Tabel IV.12 Analisis Konsentrasi Pelarut Bekas Pakai
No. Pelarut Konsentrasi 1 Amoniak 2,9 M 0,885 2 Amoniak 4,542 M 0,754 3 Dietilamin 2,9 M 0,650 4 Isopropilamin 1,751 M 0,937
Tabel IV.12 memperlihatkan hasil analisis terhadap ketiga jenis pelarut yaitu:
amoniak, dietilamina, dan isopropilamina. Disini terjadi penurunan konsentrasi
yang diakibatkan oleh beberapa hal, yaitu:
1. Sebelum pemakaian, konsentrasi pelarut tidak dianalisis terlebih dahulu,
maksudnya pelarut langsung digunakan berdasarkan data yang tersedia
pada kemasan. Ada kemungkinan selama penyimpanan konsentrasinya
telah berkurang karena ketiga pelarut bersifat mudah menguap.

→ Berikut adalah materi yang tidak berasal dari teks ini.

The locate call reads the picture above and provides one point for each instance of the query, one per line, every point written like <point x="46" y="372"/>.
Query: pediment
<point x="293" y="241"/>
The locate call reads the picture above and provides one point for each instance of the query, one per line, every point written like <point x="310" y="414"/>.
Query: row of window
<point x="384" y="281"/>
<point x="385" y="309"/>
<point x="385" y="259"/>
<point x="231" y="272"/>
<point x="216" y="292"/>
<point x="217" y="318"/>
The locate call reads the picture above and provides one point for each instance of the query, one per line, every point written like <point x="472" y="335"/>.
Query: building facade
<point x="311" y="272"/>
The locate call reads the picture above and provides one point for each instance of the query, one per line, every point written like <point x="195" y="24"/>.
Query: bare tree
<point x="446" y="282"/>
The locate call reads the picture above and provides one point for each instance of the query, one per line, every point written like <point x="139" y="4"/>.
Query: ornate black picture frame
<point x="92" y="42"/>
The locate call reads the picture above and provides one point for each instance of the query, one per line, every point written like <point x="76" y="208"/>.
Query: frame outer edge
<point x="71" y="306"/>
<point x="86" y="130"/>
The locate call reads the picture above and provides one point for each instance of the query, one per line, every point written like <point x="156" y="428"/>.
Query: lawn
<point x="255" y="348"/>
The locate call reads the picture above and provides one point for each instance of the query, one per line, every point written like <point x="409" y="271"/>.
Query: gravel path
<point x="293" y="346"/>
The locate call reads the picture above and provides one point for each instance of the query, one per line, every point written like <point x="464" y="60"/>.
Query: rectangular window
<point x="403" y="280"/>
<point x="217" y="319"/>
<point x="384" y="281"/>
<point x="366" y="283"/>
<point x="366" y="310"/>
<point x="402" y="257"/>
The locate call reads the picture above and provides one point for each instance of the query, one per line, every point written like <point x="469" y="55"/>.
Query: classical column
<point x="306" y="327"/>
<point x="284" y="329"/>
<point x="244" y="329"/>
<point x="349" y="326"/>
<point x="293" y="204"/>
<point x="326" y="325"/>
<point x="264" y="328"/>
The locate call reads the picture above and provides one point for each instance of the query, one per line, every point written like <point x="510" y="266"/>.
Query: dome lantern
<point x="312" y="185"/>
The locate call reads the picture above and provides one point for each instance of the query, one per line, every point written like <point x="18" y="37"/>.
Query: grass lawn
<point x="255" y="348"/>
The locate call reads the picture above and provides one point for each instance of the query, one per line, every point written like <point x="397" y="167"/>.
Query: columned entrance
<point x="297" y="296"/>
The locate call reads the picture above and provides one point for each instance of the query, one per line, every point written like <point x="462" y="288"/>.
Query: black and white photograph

2. Selama pelaksanaan proses, dimulai dari pengenceran larutan hingga
proses distilasi, kemungkinan juga terjadi penguapan dan menurunkan
konsentrasi pelarut.
3. Pada proses penyaringan tidak semua pelarut yang dapat dipisahkan dari
bahan, hal ini ditunjukan oleh air cucian bahan setelah perendaman yang
masih berwarna kecoklatan (Gambar IV.10). Artinya masih ada pelarut
yang tertinggal dalam bahan (+ 10% pelarut).
Gambar IV.10 Hasil cucian pertama dari bahan yang telah direndam dengan amoniak.
44
4. Analisis tidak segera dilakukan setelah pelarut dipakai, sehingga
diasumsikan selama penyimpanannya mengalami penguapan yang
mengakibatkan turunnya konsentrasi larutan.